Beirava o Natal quando Bené voltou pra passar o final do ano com Dona Sinhá e Tonha. Em cima da mesa um embrulho em papel celofane, com um laço de fita amarrado.

– O que é isso? Presente de Natal?

– É prá você, Bené, disse Tonha, correndo pra cozinha a abraçar o irmão.

– Que saudade!

– Eu também mana. E a mãe, onde está?

– Ela hoje cismou de ir na Igreja. Você era pequeno e não se lembra, mas faz vinte anos que o pai morreu. Ela falou que ia rezar pra ele.

– Mas nem pense em abrir o presente, ela disse que faz questão de entregar em mãos. EU já vi, é lindo!

Bené não se continha de curiosidade, mas aceitou a espera. Foi tirar um cochilo com o cheiro do mato a desenhar pelo quarto.

A noite acontecia quando Dona Sinhá abriu a porteira.

– Olha, quem é viva sempre aparece! Até que enfim mãe. Não rezou uma reza, rezou uma missa inteira, reclamou Tonha. Logo ela que tinha tanto apreço pelas orações.

– Filha, fiz o que meu coração pedia.

– E Bené, chegou?

– Oi mãe, cheguei sim, respondeu um Bené com a cara amassada pelo travesseiro, dando um abraço na mãe.

– Vamos tomar um café?
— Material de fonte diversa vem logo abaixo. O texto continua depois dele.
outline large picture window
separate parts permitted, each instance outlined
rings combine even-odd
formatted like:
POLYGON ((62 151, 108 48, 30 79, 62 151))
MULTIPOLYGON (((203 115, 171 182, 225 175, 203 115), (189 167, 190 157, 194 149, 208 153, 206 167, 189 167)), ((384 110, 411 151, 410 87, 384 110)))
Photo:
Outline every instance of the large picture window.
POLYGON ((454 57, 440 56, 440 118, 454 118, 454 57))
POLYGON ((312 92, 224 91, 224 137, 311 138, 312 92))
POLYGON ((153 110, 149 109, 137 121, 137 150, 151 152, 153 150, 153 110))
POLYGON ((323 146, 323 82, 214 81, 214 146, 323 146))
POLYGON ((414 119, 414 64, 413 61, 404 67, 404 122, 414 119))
Perguntou Dona Sinhá.

Todos sentados em volta da pequena mesa e o embrulho no centro. Dona Sinhá deu uma respirada funda e entregou o presente ao filho. Estava ofegante.

Bené tomou o presente nas mãos e cuidou de abrir o embrulho de maneira atabalhoada, estragando o laço de fita. Surgiu então o caderno com uma rosa na capa. Ele cuidou de abrir e, para sua surpresa, viu um monte de desenhos.

– Os nomes das receitas foi sua irmã quem colocou prá mim, com sua letra linda.

Logo abaixo, só desenhos e mais desenhos. Bené, a princípio, nada entendeu. Fez menção de perguntar, mas o severo olhar de Tonha lhe trouxe à realidade.

– Olha com atenção, mano!

Bené então, observou cada um dos desenhos e enfim percebeu. Eram várias colheres, rabiscos de pacotes e frutas. Todas as receitas foram desenhadas, uma a uma.

Com o coração acelerado ele se levantou e com o livro junto ao peito foi para o terreiro. Sentia uma dor tão profunda, mas tão profunda que tinha medo do peito arrebentar que nem represa em dia de tempestade. Não era dor sofrida, era dor de alegria, de orgulho.

Abriu novamente o livro e não conteve o choro! A cada página, uma receita mais linda que a outra, tudo colorido com muito esmero.

Olhou para o céu a agradecer um presente tão lindo.

Bené saiu ainda jovem de casa, não se lembrava que a mãe era analfabeta. Aquele foi o único jeito que Dona Sinhá conseguiu escrever o livro de receitas.